Gary Little, Co-founder at Canvas Ventures, discusses the various types of venture capital and the evolution of the industry into a rather segmented current eco-system. For an entrepreneur trying to raise money, all this is extremely complicated, but essential to understand, or else, you will find yourself trying to fit a round peg into a square hole.
Sramana Mitra: I think what would be great for our audience is to hear about a bit of your backstory before Canvas Ventures. Then we’ll double-click down on Canvas Ventures and what you are trying to do differently. You have been in this business for a long time. What have you done? What have you seen? How has the industry changed in the long time that you’ve been playing?
Gary Little: I’ve had the opportunity to be in the industry for 30 years now. I’ve had a chance to see a lot of ups and downs. That’s part of the drama and fun of the venture industry. It’s cyclical. I started as an electrical engineer. I was also in sales and marketing at IBM. Then I went back to business school. That’s where I first heard about venture capital.
I started researching and ended up joining the Rockefeller family fund straight out of business school. I did that for about two and a half years based in New York City. IBM and MBA really did not prepare me to be a venture capitalist. At that time, entrepreneurs were probably in their early 40’s when they’re starting businesses. I didn’t have much to offer to them. I had the itch to be on the operating side.
For the next 10 years, I was working in various positions with Sun Microsystems, which was, at that time, still a young company. I ended up running product marketing. Then, I went to Apple and had a variety of roles there including international marketing, channel sales, and ultimately, running their PowerMac division. It was at that point where I said, “This is a good time to see if I can take the skills I’ve learned and go find a startup to run.”

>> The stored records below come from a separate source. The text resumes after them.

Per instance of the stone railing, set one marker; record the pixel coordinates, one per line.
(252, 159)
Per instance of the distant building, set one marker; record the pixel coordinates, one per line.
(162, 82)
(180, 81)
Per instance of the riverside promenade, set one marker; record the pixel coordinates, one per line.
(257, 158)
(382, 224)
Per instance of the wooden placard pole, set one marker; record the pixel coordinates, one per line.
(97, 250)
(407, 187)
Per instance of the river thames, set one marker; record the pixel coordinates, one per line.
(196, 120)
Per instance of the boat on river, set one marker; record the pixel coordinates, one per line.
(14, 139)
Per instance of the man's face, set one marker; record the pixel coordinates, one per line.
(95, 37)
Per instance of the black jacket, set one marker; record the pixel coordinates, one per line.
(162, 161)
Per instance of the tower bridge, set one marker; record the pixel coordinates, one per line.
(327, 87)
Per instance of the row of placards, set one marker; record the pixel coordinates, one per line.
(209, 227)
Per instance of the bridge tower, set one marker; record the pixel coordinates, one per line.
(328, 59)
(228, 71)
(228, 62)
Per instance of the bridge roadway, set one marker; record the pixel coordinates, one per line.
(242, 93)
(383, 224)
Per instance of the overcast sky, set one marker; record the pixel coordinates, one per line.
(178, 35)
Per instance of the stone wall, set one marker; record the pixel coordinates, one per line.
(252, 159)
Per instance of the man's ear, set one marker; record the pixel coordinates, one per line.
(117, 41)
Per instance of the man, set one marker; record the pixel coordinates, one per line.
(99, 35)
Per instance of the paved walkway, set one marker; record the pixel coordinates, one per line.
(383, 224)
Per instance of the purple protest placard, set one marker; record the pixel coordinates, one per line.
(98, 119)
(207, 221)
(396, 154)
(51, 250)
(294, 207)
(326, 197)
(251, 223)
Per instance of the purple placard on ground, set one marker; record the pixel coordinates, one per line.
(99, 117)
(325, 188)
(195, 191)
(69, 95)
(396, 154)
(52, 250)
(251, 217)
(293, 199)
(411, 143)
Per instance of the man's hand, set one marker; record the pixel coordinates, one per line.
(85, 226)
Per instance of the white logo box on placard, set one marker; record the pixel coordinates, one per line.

I wanted to meet up with some tech entrepreneurs and see if I could help them build and scale the company. That was 20 years ago. That’s when I ended up meeting a bunch of venture guys again. I got pulled over to the venture side instead of running a company. The difference was that after 10 years of working at Sun and Apple, I really felt like I did have something to offer to the entrepreneurs in terms of connections and ideas.
Sramana Mitra: That was Morganthaler, right?
Gary Little: Yes, I joined Morganthaler about 20 years ago. Morganthaler was one of the earliest venture firms. In fact, it’s celebrating its 50th year in business this year. Morganthaler did not only IT but also life sciences. We raised an $850 million fund 18 months after $600 million fund. It’s a large enterprise.
What we decided to do was really have the information technology team form Canvas Ventures, members of the life sciences team created Lights One, and members of private equity team created Morganthaler Private Equity. Our inaugural fund at Canvas was in October of 2013. It was $175 million. We were successful in raising our second fund of $300 million. We’re just under half a billion dollars under management right now.
We focus in on Series A and Series B investments. Our investments range from $5 million to $10 million. Total investment raised is from $10 million to $20 million over the life of a company. We focus almost exclusively on software and business made out of software, which is everything from mobile, internet-based, and SaaS companies.